Android - How to renew id token with refresh token?

cam · July 31, 2019, 11:19pm

I’m using Auth0.Android SDK version 1.18.0

I’ve followed the quick start found Auth0 Android SDK Quickstarts: Login. I can successfully login, and upon logging in, I receive an id token. Everything works great, until the id token expires (I’m using AWS Cognito integration which depends on the id token see Integrate with Amazon Cognito).

The call to getCredentials only appears to pay attention to, and renew, the access token. I’m continually given the same id token even though it’s expired.

Here’s the authentication code:

HashMap<String, Object> params = new HashMap<>();
        params.put("prompt", "login");

        CustomTabsOptions options = CustomTabsOptions.newBuilder()
                .withToolbarColor(R.color.primary)
                .showTitle(false)
                .build();

        WebAuthProvider.login(auth0CredentialsManager.getAuth0Account())
                .withCustomTabsOptions(options)
                .withScheme("someapp")
                .withScope("openid email profile offline_access")
                .withParameters(params)
                .withAudience(String.format("https://%s/userinfo", BuildConfig.AUTH0_DOMAIN))
                .start(Auth0LoginActivity.this, new AuthCallback() {
                    @Override
                    public void onFailure(@NonNull Dialog dialog) {
                        // Show error Dialog to user
                        dialog.show();
                        onAuth0Failure(null);
                    }

                    @Override
                    public void onFailure(AuthenticationException exception) {
                        Bugsnag.notify(exception);
                        onAuth0Failure(exception);
                        // Show error to user
                    }

                    @Override
                    public void onSuccess(@NonNull Credentials credentials) {
                        handleSignIn(credentials); //handleSignIn saves credentials using SecureCredentialsManager
                    }
                });

Here’s the getCredentials call.

auth0CredentialsManager.getCredentials(new BaseCallback<Credentials, CredentialsManagerException>() {
                @Override
                public void onSuccess(Credentials credentials) {
                    auth0CredentialsManager.saveCredentials(credentials);
                    //use tokens here, unfortunately the id token is still expired.
                }

I’m currently doing a 24 hour test where I’ve set the JWT token expiration to 24 hours to mimic the access tokens expiration. This is a real pain because it literally takes 24 hours. But maybe the id token is only going to get refreshed when the access token gets refreshed? If so, is there anyway to drop the access token refresh to 1 hour?

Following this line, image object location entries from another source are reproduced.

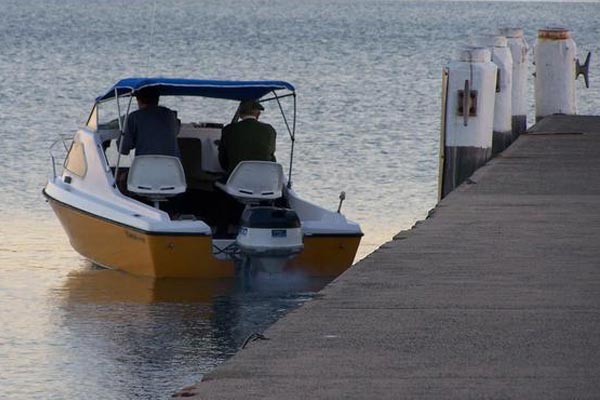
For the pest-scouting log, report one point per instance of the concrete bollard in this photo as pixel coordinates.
(469, 90)
(501, 56)
(520, 56)
(555, 68)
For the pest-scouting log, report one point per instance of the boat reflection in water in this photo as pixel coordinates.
(151, 337)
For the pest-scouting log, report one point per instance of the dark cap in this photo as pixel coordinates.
(248, 106)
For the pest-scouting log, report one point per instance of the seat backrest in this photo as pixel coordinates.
(156, 176)
(255, 181)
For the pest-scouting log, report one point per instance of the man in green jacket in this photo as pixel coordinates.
(247, 139)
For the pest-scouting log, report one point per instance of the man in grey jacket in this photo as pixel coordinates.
(152, 129)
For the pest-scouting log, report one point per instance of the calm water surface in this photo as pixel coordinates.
(368, 80)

I’ve seen mention of silent login, but I don’t think that’s necessary since I have a refresh token (unless you tell me that’s the right way to do it?).

Edit: We have ODIC Compliant enabled both through the android code and the management dashboard

Thanks

dan.woda · August 1, 2019, 4:27pm

Hi @cam,

Welcome to the Auth0 Community Forum!

You shouldn’t need silent login here. A refresh token exchange can get you a new id_token. Have you looked at this doc?

There is no way to change the expiration for an access token associated with the /userinfo endpoint. (You can customize this time period for a custom API, but that is not relevant here).

Hope this helps.

Best,
Dan

cam · August 1, 2019, 5:15pm

I wasn’t following the “Lock” guides because I’m using universal auth. I previously gave renewAuth a try but I received an AuthenticationException. Though I don’t think I setScope at all–so I’d probably need to fix that and try again. Will renewAuth renew an id token even if the access token isn’t expired?

Is the call to getCredentials the wrong way to do this? All the guides I find seem to indicate getCredentials is the new and improved OIDC compliant way of doing things (see Lock.Android: Refresh JSON Web Tokens).

Thanks for your help!

Edit: The call to getCredentials makes a apiClient.renewAuth(refreshToken) call. That call errors out with the following:

cam · August 1, 2019, 7:09pm

https://auth0.com/docs/api/authentication#delegation
and

both seem to indicate the delegation endpoint is deprecated… Have I configured something wrong somehow? What’s the deal here …

cam · August 1, 2019, 7:29pm

Okay, I figured it out. I was missing auth0Account.setOIDCConformant(true); method. Got removed during refactor. Problem solved.

Still though, am I completely stuck using 24 hour JWT id token’s because the access token is stuck at 24 hours?

dan.woda · August 5, 2019, 8:36pm

Hi Cam,

Glad you found a solution to that half of your problem.

About the token expirations; instead of waiting for the access token to expire, can you make a call to refresh the id token once it is expired?

dan.woda · August 20, 2019, 12:36am

This topic was automatically closed 14 days after the last reply. New replies are no longer allowed.